理性・徳・幸福を結ぶスピノザの名言
21. 幸福は、生を否定した先ではなく、生きる力の中にある
No one can desire to be blessed, to act rightly, and to live rightly, without at the same time wishing to be, act, and to live—in other words, to actually exist.
幸福であること、正しく行うこと、正しく生きることを望みながら、同時に存在し、行動し、生きること、つまり現実に存在することを望まない人はいない。
出典:スピノザ『エチカ』第4部・命題21(英訳:R. H. M. Elwes、日本語訳は筆者訳)
スピノザは幸福と存在を切り離しません。正しく生きたいという願いは、現実の自分を消して理想像になることではなく、今ある力をよりよく働かせる願いでもあります。
自己嫌悪で止まったときは、自分を完成させる課題ではなく、生を支える行動へ戻ってみてください。食べる、眠る、連絡する、五分だけ働く。幸福の議論は、現実に生きるところから始まります。
22. 自分を守ることは、徳に反する利己心ではない
The effort for self-preservation is the first and only foundation of virtue.

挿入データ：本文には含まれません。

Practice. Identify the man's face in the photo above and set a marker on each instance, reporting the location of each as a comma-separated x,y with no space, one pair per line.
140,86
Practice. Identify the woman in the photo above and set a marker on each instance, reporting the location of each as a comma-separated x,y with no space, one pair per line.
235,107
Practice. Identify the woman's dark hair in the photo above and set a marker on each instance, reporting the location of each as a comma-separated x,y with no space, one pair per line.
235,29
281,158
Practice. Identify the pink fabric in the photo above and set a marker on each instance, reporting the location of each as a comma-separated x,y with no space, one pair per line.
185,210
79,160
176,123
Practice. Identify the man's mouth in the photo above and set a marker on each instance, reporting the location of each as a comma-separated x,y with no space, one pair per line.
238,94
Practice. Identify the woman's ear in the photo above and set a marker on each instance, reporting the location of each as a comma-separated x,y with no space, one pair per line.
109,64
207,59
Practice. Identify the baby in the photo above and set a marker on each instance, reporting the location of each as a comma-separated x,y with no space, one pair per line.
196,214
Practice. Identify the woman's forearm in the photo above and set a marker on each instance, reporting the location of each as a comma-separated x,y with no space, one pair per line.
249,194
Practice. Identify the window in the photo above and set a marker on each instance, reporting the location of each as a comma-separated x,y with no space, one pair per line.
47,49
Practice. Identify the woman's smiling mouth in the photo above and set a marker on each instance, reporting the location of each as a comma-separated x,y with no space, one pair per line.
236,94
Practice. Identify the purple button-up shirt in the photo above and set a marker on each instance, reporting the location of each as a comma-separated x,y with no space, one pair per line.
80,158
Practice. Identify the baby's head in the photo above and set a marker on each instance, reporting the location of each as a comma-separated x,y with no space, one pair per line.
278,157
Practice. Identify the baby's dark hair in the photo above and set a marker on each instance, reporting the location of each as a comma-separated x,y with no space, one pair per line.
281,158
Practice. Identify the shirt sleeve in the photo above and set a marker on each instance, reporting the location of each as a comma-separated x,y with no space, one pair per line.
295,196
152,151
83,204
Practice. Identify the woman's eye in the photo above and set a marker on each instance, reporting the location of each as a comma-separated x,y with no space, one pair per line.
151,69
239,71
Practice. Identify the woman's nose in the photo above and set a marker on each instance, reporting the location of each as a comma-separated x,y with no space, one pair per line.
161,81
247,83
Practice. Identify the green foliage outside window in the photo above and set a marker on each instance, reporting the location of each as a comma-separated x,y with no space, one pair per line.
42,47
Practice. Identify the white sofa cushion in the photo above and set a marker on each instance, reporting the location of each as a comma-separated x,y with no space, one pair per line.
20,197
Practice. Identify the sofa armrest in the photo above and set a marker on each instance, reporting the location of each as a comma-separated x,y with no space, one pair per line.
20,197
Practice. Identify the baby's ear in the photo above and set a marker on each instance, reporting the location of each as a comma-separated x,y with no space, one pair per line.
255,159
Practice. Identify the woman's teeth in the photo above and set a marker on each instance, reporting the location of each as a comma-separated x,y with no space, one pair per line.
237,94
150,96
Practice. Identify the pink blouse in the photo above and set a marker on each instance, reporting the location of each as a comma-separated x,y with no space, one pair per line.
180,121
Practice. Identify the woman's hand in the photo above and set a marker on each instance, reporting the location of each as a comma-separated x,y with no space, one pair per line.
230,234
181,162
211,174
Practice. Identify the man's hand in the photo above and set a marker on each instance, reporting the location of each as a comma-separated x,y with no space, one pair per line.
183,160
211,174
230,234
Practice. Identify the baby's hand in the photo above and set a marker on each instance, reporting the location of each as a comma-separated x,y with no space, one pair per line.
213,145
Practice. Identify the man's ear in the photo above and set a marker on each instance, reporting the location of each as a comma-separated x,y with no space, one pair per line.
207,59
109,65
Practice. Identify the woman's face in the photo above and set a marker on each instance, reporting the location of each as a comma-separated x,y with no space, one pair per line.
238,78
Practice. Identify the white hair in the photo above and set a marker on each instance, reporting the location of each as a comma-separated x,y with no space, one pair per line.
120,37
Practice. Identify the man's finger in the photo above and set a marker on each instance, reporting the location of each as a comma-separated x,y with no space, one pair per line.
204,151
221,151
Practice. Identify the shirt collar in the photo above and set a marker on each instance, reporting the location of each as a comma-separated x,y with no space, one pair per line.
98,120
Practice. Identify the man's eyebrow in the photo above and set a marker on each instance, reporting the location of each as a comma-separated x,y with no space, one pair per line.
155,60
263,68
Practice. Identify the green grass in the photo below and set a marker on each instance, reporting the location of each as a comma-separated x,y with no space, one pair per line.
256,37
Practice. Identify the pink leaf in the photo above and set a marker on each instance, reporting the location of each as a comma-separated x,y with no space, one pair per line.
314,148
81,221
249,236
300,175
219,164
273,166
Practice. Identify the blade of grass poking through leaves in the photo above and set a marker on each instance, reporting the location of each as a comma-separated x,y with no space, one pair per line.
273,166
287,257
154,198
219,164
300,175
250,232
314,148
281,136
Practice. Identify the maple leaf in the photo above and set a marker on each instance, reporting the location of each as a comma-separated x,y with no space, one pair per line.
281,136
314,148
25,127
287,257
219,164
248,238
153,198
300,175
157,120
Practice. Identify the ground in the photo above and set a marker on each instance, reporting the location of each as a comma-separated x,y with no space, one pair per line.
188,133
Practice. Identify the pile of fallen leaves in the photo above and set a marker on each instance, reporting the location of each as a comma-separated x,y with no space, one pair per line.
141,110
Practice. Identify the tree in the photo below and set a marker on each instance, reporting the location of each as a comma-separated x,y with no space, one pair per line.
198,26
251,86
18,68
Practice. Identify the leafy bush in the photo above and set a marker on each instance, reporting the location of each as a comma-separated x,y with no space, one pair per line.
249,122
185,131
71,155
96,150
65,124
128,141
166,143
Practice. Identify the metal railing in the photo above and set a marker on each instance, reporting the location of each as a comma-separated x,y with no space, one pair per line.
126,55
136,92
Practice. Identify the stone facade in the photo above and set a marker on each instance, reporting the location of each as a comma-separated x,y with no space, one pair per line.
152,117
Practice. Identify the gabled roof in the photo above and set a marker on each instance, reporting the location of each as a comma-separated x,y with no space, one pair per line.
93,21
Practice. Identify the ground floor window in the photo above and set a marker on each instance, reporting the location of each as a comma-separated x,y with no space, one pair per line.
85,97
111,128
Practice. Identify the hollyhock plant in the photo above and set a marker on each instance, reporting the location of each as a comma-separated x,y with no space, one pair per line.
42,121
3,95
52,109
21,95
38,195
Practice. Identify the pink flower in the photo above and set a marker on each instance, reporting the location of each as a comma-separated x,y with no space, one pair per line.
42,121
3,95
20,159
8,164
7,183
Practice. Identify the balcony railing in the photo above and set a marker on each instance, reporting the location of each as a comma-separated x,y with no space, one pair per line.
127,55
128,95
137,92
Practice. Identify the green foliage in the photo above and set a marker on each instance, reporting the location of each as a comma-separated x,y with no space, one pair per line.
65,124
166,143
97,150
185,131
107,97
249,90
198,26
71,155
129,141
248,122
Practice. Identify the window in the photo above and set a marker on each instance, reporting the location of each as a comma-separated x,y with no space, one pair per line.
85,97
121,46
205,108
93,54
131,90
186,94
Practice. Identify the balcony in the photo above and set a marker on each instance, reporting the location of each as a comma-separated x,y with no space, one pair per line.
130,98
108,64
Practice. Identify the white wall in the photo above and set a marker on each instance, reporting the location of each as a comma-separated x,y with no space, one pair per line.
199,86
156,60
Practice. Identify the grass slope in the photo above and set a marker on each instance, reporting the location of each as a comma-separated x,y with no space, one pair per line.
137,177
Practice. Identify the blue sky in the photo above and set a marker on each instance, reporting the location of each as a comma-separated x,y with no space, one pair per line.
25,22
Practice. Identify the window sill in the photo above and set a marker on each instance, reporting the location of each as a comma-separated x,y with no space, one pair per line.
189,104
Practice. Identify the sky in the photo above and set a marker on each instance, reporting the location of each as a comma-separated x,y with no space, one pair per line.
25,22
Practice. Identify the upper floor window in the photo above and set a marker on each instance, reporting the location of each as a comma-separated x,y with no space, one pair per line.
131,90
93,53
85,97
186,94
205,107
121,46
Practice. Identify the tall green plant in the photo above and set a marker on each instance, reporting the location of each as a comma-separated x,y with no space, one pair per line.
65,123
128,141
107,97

自己保存への努力は、徳の第一にして唯一の基礎である。
出典:スピノザ『エチカ』第4部・命題22系(英訳:R. H. M. Elwes、日本語訳は筆者訳)
他人のために自分を壊すことを、無条件に善としない点が重要です。自分の存在する力を保つことができなければ、理性的に行動し、他者と協力する力も失われます。
限界を超えた依頼へ即答せず、「確認して返信します」と一度保留する。これは逃げではなく、自分の力を正確に扱う行動です。長く善く働くためには、境界線も基礎になります。
今日の小さな一歩:断る前に「確認して返信します」と保留する。
23. 徳とは、理性に従って自分の力を善く使うこと
To act absolutely in obedience to virtue is in us the same thing as to act, to live, or to preserve one’s being in obedience to reason on the basis of seeking what is useful to one’s self.
徳に完全に従って行動することは、自分にとって有用なものを求めることを基礎に、理性に従って行動し、生き、自らの存在を保つことと同じである。
出典:スピノザ『エチカ』第4部・命題24(英訳:R. H. M. Elwes、日本語訳は筆者訳)
徳を我慢や自己犠牲の量で測るのではなく、理解に基づいて自分の力を働かせることとして捉えています。自分にとって真に有用なものは、長期的には他者との協力とも結びつきます。
目先の快楽と長期の有用性がぶつかるときは、「明日の自分にも役立つか」と問い直すと判断しやすくなります。今夜の一時間を守るため、作業の終了時刻を決めるのも理性的な自己保存です。
24. 完全な正解がないときは、より善い選択をする
Under the guidance of reason we should pursue the greater of two goods and the lesser of two evils.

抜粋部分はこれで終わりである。